Smoking and Asian Americans: Ways to break the cycle

In many Asian communities, men use tobacco products more than women. Stock photo by Pexels.

Cigarette use and tobacco smoking are widely associated with the development of severe health conditions. Previous studies have shown that smoking prevalence among Asian Americans is lower than the general U.S. population — at 7% vs. 14% — but this suggests that smoking among Asian Americans is a relatively understudied subject. For instance, smoking prevalence has only dropped by 1.8% in Asian Americans, while the rate is higher for other demographic groups: 6.1% in non-Hispanic White smokers, 5.9% in non-Hispanic Black smokers, and 2.7% in Hispanic smokers.

Researchers have attributed smoking prevalence among Asian Americans to acculturation. In most Asian cultures, men are more likely to use tobacco products than women, partially because many Asian cultures tend to frown on female smoking. However, female smoking is relatively more acceptable in the U.S. culture, contributing to increased tobacco use among Asian immigrant women. This health problem can be adequately navigated with a more nuanced understanding of culture and cigarettes and greater community awareness to help make health solutions more accessible.
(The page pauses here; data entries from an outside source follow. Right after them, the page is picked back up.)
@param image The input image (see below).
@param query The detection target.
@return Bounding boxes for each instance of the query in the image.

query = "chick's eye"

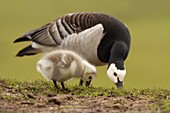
[113,72,117,76]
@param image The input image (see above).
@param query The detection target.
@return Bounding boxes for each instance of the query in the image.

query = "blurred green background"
[0,0,170,88]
Below, we’ll look at some of the ways Asians can break the cycle of smoking:

Based on data from the Truth Initiative, tobacco companies are also known to market to Asian Americans because of high population growth, high smoking rates in their countries of origin, and high brand loyalty to American products. These marketing attempts include tobacco companies sponsoring Asian community festivals, billboards, and stores advertising in predominantly urban Asian American communities. The same targeted tobacco marketing remains a problem for the LGBTQ community, worsening the situation for LGBTQ Asian Americans.
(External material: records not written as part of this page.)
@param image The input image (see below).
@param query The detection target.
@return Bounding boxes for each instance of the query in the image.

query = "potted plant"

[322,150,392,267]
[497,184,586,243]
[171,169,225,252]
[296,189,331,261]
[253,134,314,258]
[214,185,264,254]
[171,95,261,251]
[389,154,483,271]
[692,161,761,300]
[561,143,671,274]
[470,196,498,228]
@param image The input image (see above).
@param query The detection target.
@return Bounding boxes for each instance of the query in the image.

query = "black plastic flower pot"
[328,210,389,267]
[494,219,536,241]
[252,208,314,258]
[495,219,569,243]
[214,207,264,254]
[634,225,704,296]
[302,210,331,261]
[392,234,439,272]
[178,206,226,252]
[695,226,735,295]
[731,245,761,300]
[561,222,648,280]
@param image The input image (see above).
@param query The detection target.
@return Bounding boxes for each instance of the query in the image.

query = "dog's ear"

In our previous post, we highlighted the importance of health and wellness awareness among LGBTQ Asians. Results from the Apicha Community Health Center’s year-long study examined the needs of minorities living in New York City and how many Asian American healthcare providers are reluctant to provide services to LGBTQ people.
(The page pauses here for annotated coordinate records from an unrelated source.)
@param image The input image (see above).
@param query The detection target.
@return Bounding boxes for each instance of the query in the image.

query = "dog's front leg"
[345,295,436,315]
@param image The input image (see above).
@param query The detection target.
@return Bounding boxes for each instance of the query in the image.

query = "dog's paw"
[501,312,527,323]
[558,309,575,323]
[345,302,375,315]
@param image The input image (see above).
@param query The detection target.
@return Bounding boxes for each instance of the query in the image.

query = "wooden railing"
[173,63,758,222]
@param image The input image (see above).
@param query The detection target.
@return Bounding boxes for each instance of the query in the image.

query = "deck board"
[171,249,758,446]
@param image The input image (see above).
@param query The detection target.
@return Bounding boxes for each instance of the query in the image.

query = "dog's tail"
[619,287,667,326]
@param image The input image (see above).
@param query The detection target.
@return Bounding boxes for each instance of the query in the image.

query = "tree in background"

Similarly, studies and surveys have shown that LGBTQ people have higher cigarette use rates than non-LGBTQs. Insights from the CDC indicate that 15.3% of lesbian, gay, and bisexual adults smoke cigarettes, compared to about 11.4% of heterosexual or straight adults. This may be because, as healthcare providers may be unable to advise members of the LGBTQ minority against smoking or that the target community is not receptive.

While research on smoking in the FilAm community remains sparse, a study from 2004 evaluated alcohol, tobacco, and other drug use among Asian Americans and Pacific Islanders in California and Hawaii. The results indicated that among the sample size, Filipinos displayed the highest usage of cigarettes in their lifetime. However, the researchers did not focus on acculturation as a potential factor. Still, it’s not all negative. Another study on tobacco-related litter indicated that FilAm communities have adopted and implemented tobacco control policies through smoke-free festivals and outdoor events, showcasing how FilAms are gradually unlearning the harmful practice of cigarette use.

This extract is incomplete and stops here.